5 Ao mesmo tempo, não apoiavam as manobras do Supremo visando a libertar Lula e devolver-lhe os direitos políticos, para voltar à política.
6 Os militares apenas suportam Lula, cumprem as tarefas institucionais nos governos dele, mas têm o maior desprezo pelo petista.
###
MAIS TRÊS ITENS INQUESTIONÁVEIS
Foi nesse cenário que se travou a campanha eleitoral. Os militares não queriam Lula e a destruição da Lava Jato, com libertação até de Sérgio Cabral, como se não existissem limites para o Supremo, que agora quer cancelar as multas aceitas voluntariamente pelos empresários mais corruptos do mundo. O que os militares acham disso? Ficam indignados, é claro.

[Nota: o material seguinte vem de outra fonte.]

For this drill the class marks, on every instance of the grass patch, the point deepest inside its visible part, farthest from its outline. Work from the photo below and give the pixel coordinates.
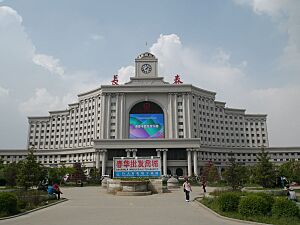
(212, 204)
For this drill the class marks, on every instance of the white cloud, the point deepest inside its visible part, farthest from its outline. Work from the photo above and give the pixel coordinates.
(286, 14)
(96, 37)
(231, 84)
(6, 12)
(43, 101)
(48, 62)
(215, 73)
(3, 91)
(124, 73)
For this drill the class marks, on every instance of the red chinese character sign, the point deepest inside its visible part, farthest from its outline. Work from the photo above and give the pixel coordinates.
(115, 80)
(177, 80)
(137, 167)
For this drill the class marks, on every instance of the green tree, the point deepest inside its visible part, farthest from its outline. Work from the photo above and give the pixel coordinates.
(290, 170)
(57, 174)
(264, 171)
(78, 174)
(10, 172)
(210, 173)
(30, 172)
(94, 176)
(235, 175)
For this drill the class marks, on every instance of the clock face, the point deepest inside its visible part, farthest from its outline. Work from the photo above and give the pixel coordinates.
(146, 68)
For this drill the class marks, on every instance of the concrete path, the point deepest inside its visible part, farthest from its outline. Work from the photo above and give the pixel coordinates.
(93, 206)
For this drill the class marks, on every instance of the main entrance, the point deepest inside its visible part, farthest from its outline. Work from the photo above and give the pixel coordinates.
(146, 121)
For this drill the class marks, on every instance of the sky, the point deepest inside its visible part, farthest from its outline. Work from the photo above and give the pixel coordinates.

7 Na paranoia de enfrentar Lula, Bolsonaro passou o fazer campanha pelo voto impresso, que já fora aprovado três vezes no Congresso, mas o TSE derrubou uma das leis e o Supremo, as outras duas.

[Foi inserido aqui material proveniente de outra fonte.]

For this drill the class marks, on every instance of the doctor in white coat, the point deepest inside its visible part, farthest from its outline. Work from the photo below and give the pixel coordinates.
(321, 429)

8 Esse argumento de Bolsonaro sensibilizava os militares e muitos civis, porque não há explicação para o repúdio do TSE e do STF ao voto impresso, não custava nada instalá-lo em parte das urnas, por amostragem.

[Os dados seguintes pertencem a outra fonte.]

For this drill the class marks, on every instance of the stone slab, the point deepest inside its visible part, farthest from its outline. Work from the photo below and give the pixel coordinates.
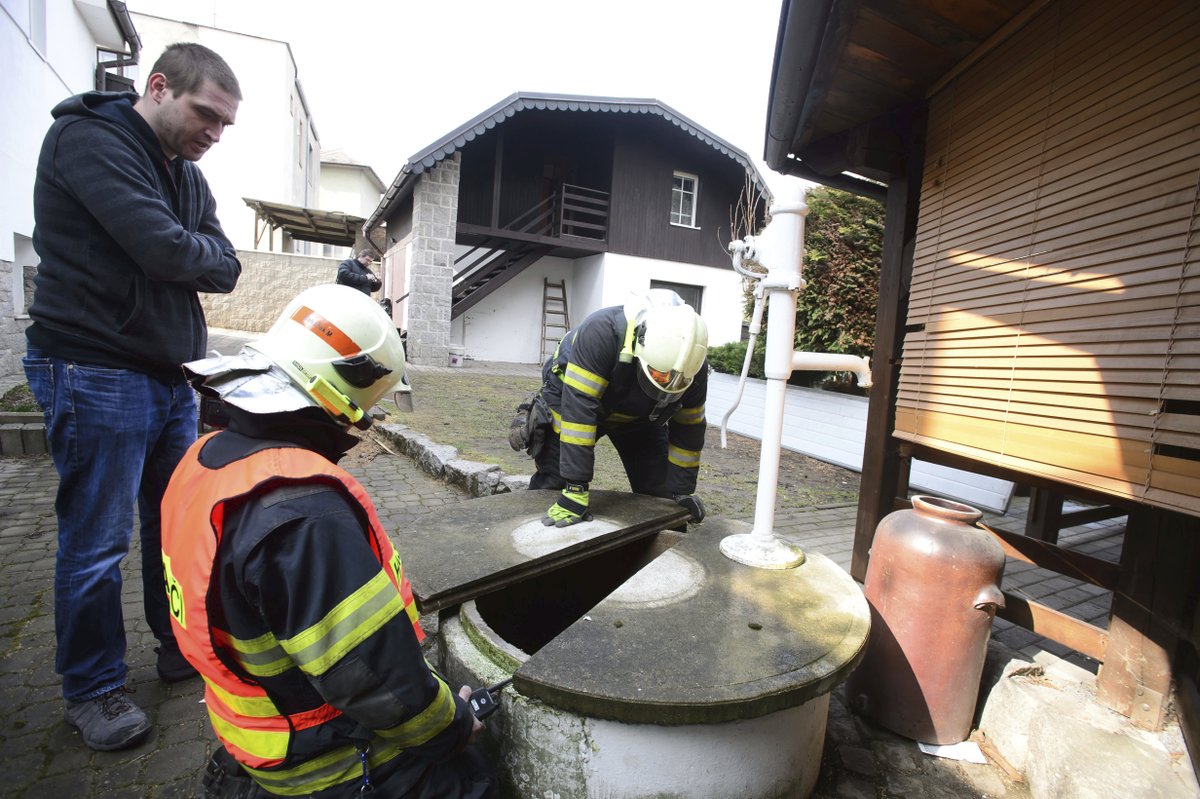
(695, 637)
(460, 552)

9 Além disso, os países desenvolvidos continuam a desprezar a urna eletrônica, preferindo o voto impresso, o que sempre aumenta as suspeitas e desperta teorias conspiratórias.
###
CONFRONTO MILITAR COM O TSE
Até aqui, apresentamos nove teses inquestionáveis, não há como discuti-las. E com base nessas realidades, vamos seguir analisando a posição dos militares, a partir da fase em que Bolsonaro começou a temer pela derrota e passou a trabalhar a alternativa do golpe militar.
10 As críticas de Bolsonaro provocaram reações e o então presidente do TSE, Eduardo Fachin, convocou os embaixadores estrangeiros para denunciar que Bolsonaro ameaçava a democracia.
11 Essa atitude de Fachin não agradou aos militares e Bolsonaro fez o mesmo, convocando o corpo diplomático para falar mal do TSE e das urnas.
12 Para reduzir as suspeitas, o TSE, agora presidido por Luís Roberto Barroso, criou a Comissão de Transparência e incluiu representantes das Forças Armadas.
13 O Ministério da Defesa enviou uma série de perguntas ao TSE que foram sendo respondidas. Os técnicos militares não encontravam brechas e as relações se deterioraram.
###
PREPARAÇÃO PARA O GOLPE
A partir daí começa a preparação para o golpe, sem planejamento algum, no estilo faroeste caboclo. As adesões de generais da ativa eram mínimas. As trocas dos comandantes militares não deram resultado real, Lula venceu as eleições. O núcleo duro do Planalto então investiu na formação de acampamentos, as Forças Armadas permitiram essas manifestações, mas o golpe não evoluía no Alto Comando do Exército, que domina a situação. Quando ele se decide, Marinha e Aeronáutica apenas acompanham.
Com a derrota nas urnas. Bolsonaro saiu no país para fingir estar fora do golpe e temendo ser preso. Seus seguidores (Braga Netto & Cia) fizeram a primeira tentativa no dia 12 de dezembro. quando Lula foi diplomado. Mandaram os Kids Pretos invadir a sede da Polícia Federal, atacaram postos de gasolina, incendiaram carros e ônibus, caos nas ruas da capital, mas ninguém foi preso, o que mostra que a PM estava no esquema.
Depois, a ensandecida tentativa de explodir o caminhão de combustível no Aeroporto de Brasília, na véspera do Natal, mas fracassaram e foram presos.
###
NO DESESPERO, O VANDALISMO NOS PALÁCIOS – Veio o 8 de janeiro, os palácios foram invadidos e vandalizados. O presidente Lula não caiu na armadilha, desprezou a ajuda das Forças Armadas, e assim, sem decreto de Garantia da Lei e da Ordem (GLO), o golpe era natimorto.
Agora, querem punir os militares que participaram do planejamento do golpe que não houve. Ao invés de encerrar o episódio, como foi feito nas intentonas anteriores, desta vez querem punir os responsáveis, que são um grupo de generais de pijama já chegando e passando dos 70 anos e que não aguentam uma cuspida de bêbado.
Querem vingança, como se fosse justiça. Não percebem que essa insistência em prender os velhos generais pode não ser bem recebida pelos generais mais jovens, que nada têm a ver com o golpe. Por fim, o que o país ganha com a prisão dessas figuras sem honra, impiedosamente levadas ao ridículo, que é a pior das punições?
###
P.S. – As apurações precisam continuar, para aumentar a desmoralização desses falsos herois e divertir a plateia. Mas não é necessário haver prisão e acho que uma anistia futura cairia bem, na tradição brasileira, para tiraro da cadeia esses pés de chinelo. (C.N.)